Monday, Dec. 01, 1958
The Land of the Dong
In the small and troubled Communist land of North Viet Nam, just about the safest thing to be is a Cabinet Minister. If Boss Ho Chi Minh likes the man, he is apt to keep him around, no matter how many mistakes he makes. But the performance of Finance Minister Le Van Hien was too much even for the indulgent Ho to bear.

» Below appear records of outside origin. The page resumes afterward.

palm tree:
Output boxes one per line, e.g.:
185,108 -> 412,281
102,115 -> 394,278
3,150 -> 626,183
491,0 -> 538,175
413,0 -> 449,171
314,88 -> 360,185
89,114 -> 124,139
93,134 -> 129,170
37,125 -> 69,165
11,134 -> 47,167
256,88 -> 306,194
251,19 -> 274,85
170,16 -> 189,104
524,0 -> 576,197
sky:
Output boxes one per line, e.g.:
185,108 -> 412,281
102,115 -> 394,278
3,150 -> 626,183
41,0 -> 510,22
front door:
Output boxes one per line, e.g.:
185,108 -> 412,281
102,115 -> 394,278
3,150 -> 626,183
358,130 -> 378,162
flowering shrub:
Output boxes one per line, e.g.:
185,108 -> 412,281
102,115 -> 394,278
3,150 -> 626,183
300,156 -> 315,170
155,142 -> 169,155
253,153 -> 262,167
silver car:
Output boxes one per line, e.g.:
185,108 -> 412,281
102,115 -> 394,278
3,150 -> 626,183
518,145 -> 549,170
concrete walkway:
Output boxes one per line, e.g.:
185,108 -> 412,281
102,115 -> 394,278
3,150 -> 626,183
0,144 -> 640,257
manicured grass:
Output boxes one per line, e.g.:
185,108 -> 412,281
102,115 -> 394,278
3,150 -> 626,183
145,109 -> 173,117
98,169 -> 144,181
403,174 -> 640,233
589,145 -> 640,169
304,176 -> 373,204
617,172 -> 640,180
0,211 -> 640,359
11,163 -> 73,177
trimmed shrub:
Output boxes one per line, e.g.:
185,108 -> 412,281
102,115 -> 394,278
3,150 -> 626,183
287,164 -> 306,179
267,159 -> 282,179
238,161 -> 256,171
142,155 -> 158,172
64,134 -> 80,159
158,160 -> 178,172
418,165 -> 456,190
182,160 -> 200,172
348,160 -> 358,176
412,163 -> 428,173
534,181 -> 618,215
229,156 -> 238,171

Le's chief qualification as a Finance Minister was that he was a faithful party member. A onetime mailman who spent much of his early life in and out of French colonial jails. Le was all right in guerrilla days when he confiscated enough rice from the peasants to feed Ho's troops, in return for which he issued bales full of newly minted dongs, all bearing Ho's portrait. But running an economy of 12 million people came a little harder. Today, salaries and taxes are still computed in bags of rice, and on this basis a worker earns 300 bags a year, while his counterpart in non-Communist South Viet Nam gets the currency equivalent of 1,500. In Hanoi, rice is still rationed, and beggars, though forbidden by law, swarm the streets. The dong has sunk so low--7,000 to the dollar--that it may well be the worst currency in the world. Even sister Communist countries refuse to accept it, and North Viet Nam's trade with them is through barter. Last week at long last, Minister Le, the Red who could write his budgets only in red ink, got the sack.